He returned to university full-time in 1966–67, taking a qualifying year at Sir George Williams University in history and making the Dean's Honour List. He was admitted to graduate studies in history at McGill, taking his M.A. in history in 1969, and winning a McConnell Fellowship to continue Ph.D. studies in history. He carried out three years of Ph.D. research, including two years in England, a study of the British scientific elite in the first half of the 20th century, but never submitted his thesis, although publishing articles based on the research.
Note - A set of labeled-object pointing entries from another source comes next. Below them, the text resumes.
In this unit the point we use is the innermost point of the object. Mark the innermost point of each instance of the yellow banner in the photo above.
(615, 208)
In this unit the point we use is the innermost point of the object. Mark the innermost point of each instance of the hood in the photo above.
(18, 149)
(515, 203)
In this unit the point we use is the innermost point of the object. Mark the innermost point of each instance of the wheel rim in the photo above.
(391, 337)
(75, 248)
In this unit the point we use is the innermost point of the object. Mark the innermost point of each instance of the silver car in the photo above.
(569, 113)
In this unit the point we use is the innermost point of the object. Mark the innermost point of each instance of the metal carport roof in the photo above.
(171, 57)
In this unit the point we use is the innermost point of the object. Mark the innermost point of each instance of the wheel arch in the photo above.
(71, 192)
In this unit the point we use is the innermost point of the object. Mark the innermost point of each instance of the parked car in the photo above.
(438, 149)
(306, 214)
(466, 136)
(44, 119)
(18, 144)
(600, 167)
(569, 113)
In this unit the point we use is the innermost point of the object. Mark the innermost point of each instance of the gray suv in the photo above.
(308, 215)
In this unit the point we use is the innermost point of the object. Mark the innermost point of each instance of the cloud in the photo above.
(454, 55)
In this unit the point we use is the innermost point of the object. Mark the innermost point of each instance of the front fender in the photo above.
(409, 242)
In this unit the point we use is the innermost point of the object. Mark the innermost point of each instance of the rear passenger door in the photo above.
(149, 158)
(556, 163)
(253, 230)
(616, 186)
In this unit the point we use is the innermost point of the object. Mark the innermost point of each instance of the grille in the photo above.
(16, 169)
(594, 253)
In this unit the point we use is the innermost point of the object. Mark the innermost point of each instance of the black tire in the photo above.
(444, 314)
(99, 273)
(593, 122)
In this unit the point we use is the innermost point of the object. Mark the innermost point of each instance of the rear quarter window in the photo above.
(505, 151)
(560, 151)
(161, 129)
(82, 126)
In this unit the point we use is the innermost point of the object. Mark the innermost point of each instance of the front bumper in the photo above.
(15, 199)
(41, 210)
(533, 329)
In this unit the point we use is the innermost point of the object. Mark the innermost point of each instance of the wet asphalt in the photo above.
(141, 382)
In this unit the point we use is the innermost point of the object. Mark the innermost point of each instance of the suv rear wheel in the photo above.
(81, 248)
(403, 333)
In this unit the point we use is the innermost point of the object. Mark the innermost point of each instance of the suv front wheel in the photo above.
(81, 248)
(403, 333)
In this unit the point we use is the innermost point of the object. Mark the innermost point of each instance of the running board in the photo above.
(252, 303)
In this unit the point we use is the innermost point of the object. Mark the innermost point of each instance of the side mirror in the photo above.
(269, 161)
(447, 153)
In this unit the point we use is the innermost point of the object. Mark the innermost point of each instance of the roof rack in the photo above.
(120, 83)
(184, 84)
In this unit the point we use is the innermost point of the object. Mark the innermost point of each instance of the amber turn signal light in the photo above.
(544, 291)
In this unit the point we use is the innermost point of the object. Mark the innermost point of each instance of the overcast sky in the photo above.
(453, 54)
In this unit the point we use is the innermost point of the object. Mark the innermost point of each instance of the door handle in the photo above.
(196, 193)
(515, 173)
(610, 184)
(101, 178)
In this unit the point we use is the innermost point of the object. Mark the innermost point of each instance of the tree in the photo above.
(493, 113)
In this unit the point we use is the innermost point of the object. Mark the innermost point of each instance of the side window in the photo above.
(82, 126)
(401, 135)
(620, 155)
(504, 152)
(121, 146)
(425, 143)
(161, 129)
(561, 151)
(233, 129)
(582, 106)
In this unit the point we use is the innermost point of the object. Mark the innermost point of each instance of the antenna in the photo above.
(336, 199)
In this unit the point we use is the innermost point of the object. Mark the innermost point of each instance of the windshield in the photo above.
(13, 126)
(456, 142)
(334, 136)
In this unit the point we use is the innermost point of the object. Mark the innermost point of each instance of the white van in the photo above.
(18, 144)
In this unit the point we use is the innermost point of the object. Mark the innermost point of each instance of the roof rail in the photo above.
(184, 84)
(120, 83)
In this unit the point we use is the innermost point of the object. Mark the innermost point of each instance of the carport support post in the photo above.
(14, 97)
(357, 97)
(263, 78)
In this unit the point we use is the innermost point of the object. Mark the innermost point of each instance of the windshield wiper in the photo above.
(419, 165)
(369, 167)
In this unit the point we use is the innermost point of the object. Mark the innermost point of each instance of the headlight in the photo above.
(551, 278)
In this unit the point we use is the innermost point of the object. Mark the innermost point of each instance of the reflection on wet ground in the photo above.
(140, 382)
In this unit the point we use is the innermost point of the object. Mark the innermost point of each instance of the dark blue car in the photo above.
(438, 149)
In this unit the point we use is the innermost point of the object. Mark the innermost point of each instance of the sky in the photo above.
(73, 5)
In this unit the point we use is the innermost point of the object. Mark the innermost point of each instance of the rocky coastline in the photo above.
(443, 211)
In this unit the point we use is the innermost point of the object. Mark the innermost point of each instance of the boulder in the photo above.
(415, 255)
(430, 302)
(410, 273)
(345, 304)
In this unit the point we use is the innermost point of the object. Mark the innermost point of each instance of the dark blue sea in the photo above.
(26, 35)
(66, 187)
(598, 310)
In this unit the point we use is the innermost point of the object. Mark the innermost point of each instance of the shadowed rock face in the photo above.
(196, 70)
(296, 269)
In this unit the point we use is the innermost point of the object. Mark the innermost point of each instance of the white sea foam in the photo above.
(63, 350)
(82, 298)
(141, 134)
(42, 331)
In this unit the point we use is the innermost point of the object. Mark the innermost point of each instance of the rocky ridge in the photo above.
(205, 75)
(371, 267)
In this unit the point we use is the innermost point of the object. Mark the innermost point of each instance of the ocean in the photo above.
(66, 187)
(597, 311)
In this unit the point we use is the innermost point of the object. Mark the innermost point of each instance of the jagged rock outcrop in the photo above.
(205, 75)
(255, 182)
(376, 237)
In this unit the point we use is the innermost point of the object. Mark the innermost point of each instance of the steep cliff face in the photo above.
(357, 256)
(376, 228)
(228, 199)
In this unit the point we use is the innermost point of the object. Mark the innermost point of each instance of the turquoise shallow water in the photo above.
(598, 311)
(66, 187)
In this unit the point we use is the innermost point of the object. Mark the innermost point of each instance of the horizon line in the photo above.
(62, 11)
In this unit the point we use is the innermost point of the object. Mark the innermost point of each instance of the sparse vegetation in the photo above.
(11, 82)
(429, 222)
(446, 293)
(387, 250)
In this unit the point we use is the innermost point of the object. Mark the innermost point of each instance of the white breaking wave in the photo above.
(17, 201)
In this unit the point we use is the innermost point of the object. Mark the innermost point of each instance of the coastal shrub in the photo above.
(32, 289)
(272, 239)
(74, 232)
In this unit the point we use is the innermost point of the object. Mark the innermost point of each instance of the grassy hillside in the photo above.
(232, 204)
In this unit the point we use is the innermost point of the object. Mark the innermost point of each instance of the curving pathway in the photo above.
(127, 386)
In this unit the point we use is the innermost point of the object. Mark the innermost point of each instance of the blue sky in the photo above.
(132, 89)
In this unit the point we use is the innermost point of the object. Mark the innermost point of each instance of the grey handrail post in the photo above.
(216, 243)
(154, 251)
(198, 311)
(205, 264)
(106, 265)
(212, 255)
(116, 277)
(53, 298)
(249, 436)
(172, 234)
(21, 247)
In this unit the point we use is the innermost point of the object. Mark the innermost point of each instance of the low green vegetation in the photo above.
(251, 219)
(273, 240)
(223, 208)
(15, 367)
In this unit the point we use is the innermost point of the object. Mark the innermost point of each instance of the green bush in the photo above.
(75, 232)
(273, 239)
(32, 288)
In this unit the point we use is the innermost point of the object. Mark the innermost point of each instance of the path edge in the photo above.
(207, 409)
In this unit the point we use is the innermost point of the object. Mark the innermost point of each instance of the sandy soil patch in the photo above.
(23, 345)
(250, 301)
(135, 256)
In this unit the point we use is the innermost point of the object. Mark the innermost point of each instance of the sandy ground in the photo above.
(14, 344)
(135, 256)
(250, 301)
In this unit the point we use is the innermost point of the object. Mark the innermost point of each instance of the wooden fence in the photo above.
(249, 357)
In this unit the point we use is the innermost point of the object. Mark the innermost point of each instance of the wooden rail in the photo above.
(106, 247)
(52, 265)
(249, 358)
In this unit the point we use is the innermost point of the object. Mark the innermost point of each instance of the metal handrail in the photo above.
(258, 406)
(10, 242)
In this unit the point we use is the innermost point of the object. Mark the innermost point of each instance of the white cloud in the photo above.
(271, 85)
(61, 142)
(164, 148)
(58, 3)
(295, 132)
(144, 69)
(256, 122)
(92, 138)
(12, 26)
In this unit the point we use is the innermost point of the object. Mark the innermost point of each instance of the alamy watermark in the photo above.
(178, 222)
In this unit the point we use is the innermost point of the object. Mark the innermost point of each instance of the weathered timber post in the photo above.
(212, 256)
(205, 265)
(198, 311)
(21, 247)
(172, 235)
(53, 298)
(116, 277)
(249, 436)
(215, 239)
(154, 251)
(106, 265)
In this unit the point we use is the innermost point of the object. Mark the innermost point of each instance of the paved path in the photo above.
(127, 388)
In 1973 he took a permanent position as a history teacher at John Abbott College in Sainte-Anne-de-Bellevue, which continued for over thirty years, also serving at as vice-president of the faculty association, member of the academic council, and executive member of the board of governors. He also taught university courses, part-time, in European history for Concordia University, in the history of science at Concordia Liberal Arts College and for McGill History Department.

From 1980, he began doing consulting work for Brendan Wood International, a financial research firm. In 1982 he became a freelance op-ed columnist and book reviewer, first for Montreal community newspapers, then for the Montreal Daily News, the Ottawa Citizen and the Montreal Gazette. He also published a number of articles in the U. S. as well as Canada, and scholarly studies in three historical essay collections, Rutherford and Physics at the Turn of the Century (1979), Otto Hahn and the Birth of Nuclear Physics (1980) and Leadership and Responsibility (2005).

Cameron was married from 1970 to 1989 to Ruth Woodward. He has a stepson and stepdaughter. He died on December 19, 2019.

==Provincial politics==

In the 1989 provincial election, he ran as an Equality Party candidate in the Montreal riding of Jacques-Cartier and defeated Quebec Liberal Party incumbent Joan Dougherty. In the legislature, he served on the Education Committee, the Committee on the Future of Hydro-Electric Power, as an alternate voting member of the Belanger-Campeau Commission, and as a voting member of the Expert Committee on the Political Implications of Sovereignty. He prepared a minority report on the latter, Imagining Sovereignty/Souverainté d'Esprit, which was circulated to the major Canadian universities.

In 1993, he introduced Bill 199, a private member's bill which would have made English and French fully co-official languages in the province.

He continued to teach one course per year at John Abbott College throughout his term as an MNA.

Cameron was defeated by Liberal candidate Geoffrey Kelley in the 1994 provincial election.